By eschewing expensive OEM servers in favor of customized designs built with cheap commodity components, Facebook was ready to improve efficiency while reducing costs. The corporate advanced this idea with OCP, arguing that crowdsourced development would drive the creation of low-cost, highly efficient hardware. The collaboration offers two theoretical benefits: improved technology, and increased demand for OCP-compliant servers that are supposed to push the price of commodity components even lower.
The project has attracted formidable supporters, including chipmaker Intel and investment banking firm Goldman Sachs. “Now isn’t a foul time for Microsoft to assert, ‘We’re going to be a participant,'” Hewitt said.
Plus, by sharing designs used to support its Azure datacenters, Microsoft couldn’t only drive down its own infrastructure costs, but in addition persuade at the least some businesses and cloud providers to construct out designs in keeping with Windows technology. “It is all form of intertwined,” said Hewitt.

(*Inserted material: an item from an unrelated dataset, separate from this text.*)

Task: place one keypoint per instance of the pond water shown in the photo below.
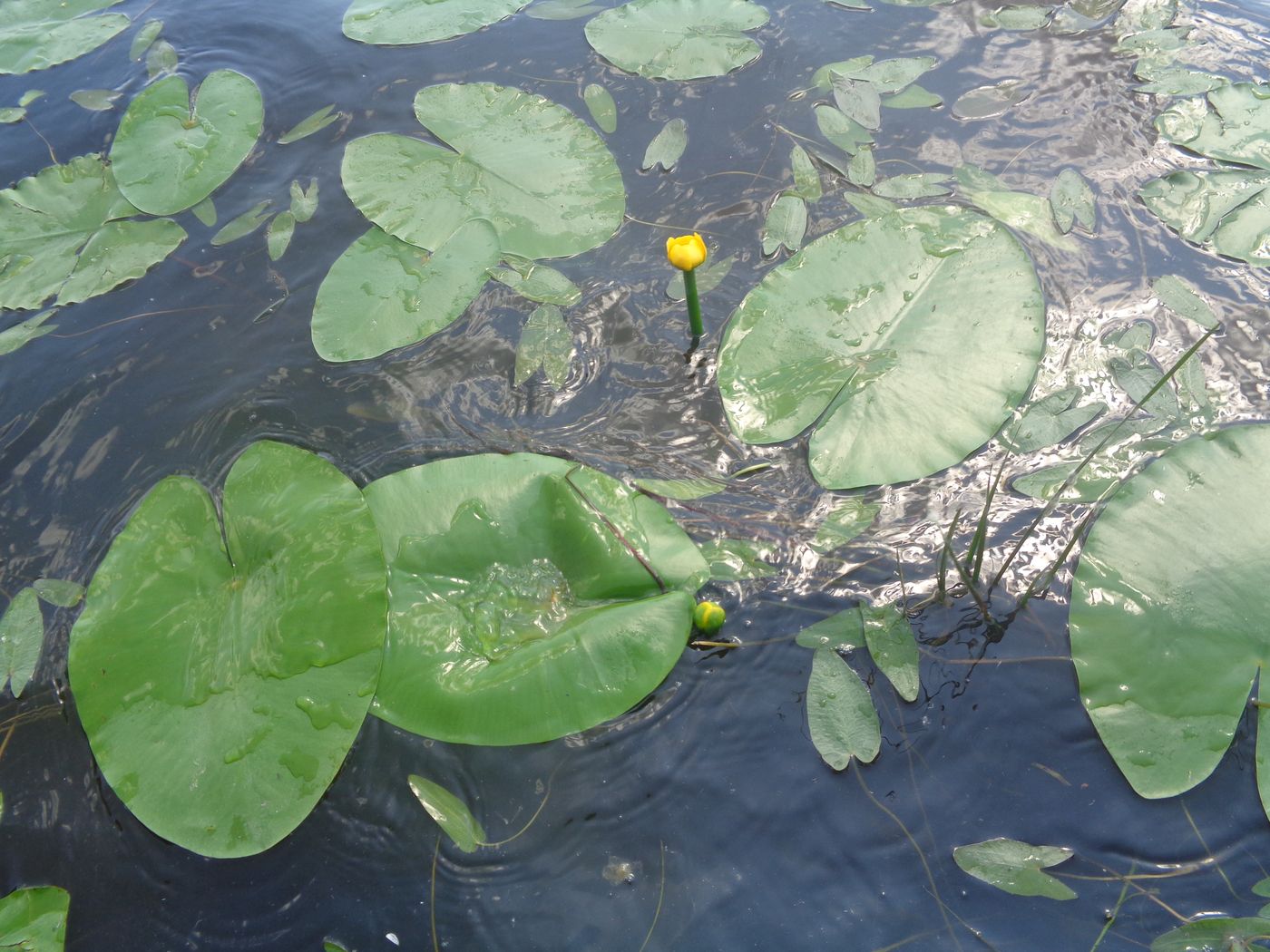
(704, 819)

Still, Hewitt doesn’t expect Microsoft to look a right away revenue bump from its OCP involvement. For something, the project’s emphases aren’t for everyone, he said. Open-source datacenters are popular among web companies but less widely adopted elsewhere, he explained, because they require a specific amount of workmanship to implement and sure conditions to cause them to cost-effective and efficient.
Hewitt said Microsoft’s OCP participation could negatively impact the company’s relationship with server OEMs — but he doubts it. “Certain customers want support and do not mind paying a software license,” he said. “[These customers are] different than someone who might write their very own code and work on open source.”
For now, Hewitt said, Microsoft faces little risk in supporting OCP, however it may gain advantage from the likelihood to declare, “We’re on this game, not running clear of it.”
Michael Endler joined InformationWeek as an associate editor in 2012. He graduated from Stanford in 2005 and previously worked in talent representation, as a contract copywriter and photojournalist, and as a teacher.